Karon zog eine Grimasse und erhob sich wieder. Karz Rudolf war neben ihn getreten und blicke an ihm hinauf. Dann fasste er seine Brust an, tastete sie ab und ging weiter über seinen Körper. Karon lies ihn gewähren, denn das war wohl seine Analyse der Kampfkraft. Mia hatte am Anfang ihres Trainings etwas Ähnliches gemacht. Lachend schlug er dem Nornelfen schließlich auf den Oberschenkel, was tatsächlich einen leichten Schmerz herbeiführte, wie Karon verwundert feststellte.

„Du hast für einen Ungläubigen einen sehr imposanten Körper. Geedgak hat nicht übertrieben, als er dich beschrieben hat.“ ,stellte er dann lächelnd fest. „Hör mir zu, Karon, wir haben nicht viel Zeit. Du darfst es dir hier auf keinen Fall gemütlich machen, denn dann ist Waldbrünnlein dem Untergang geweiht. Du hast den Anführer der Schwarzorks schwer verletzt, doch sobald es ihm besser geht, werden sie wiederkehren und sich rächen und dann werden die Dorfbewohner zu Mojo-Sklaven oder müssen sterben. Du hast eine Verantwortung.“ ,erklärte Karz Rudolf ohne weitere Einführungen. „Greif mich an“ ,forderte er dann.

Karon war verwirrt.
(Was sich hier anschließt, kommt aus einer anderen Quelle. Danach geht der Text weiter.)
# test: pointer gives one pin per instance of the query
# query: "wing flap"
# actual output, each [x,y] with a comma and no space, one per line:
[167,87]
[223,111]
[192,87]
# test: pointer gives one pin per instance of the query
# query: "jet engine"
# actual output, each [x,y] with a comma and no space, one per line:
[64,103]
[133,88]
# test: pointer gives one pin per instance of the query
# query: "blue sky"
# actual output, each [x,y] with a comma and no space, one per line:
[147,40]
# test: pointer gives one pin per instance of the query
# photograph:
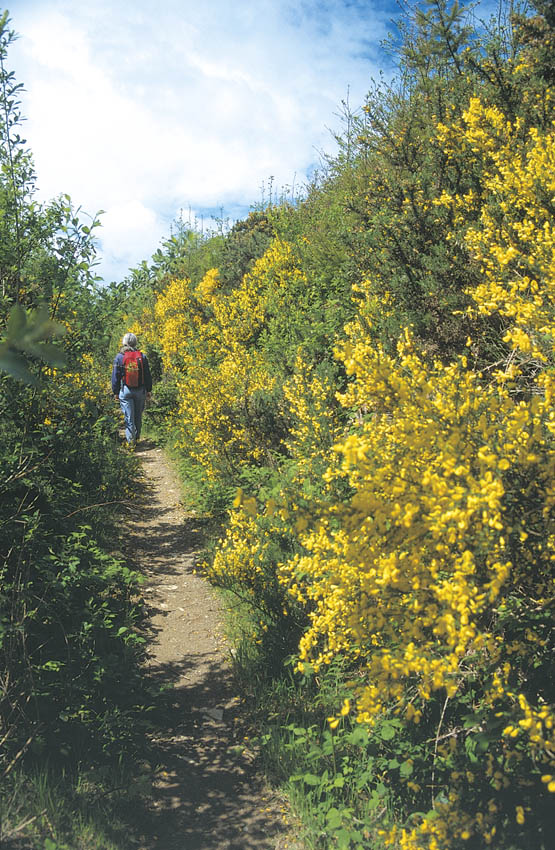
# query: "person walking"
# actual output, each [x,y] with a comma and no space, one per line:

Diese Erklärung und die Aufforderung zum Kampf kam etwas sehr plötzlich, so dass er ein paar Sekunden brauchte, in denen er ein reichlich dummen Gesichtsausdruck aufsetzte. Dann hatte er diese Gedanken aber geordnet und wollte zu einer Frage ansetzen. „Dafür haben wir keine Zeit. Greif an.“ ,unterbrach Karz Rudolf ihn. Karon starrte ihn einen weiteren Moment verdutzt an, doch dann zuckte er mit den Schultern und ballte seine Fäuste. Die ohnehin beeindruckenden Muskeln schwollen zu monströsen Gebilden an, wie üblich.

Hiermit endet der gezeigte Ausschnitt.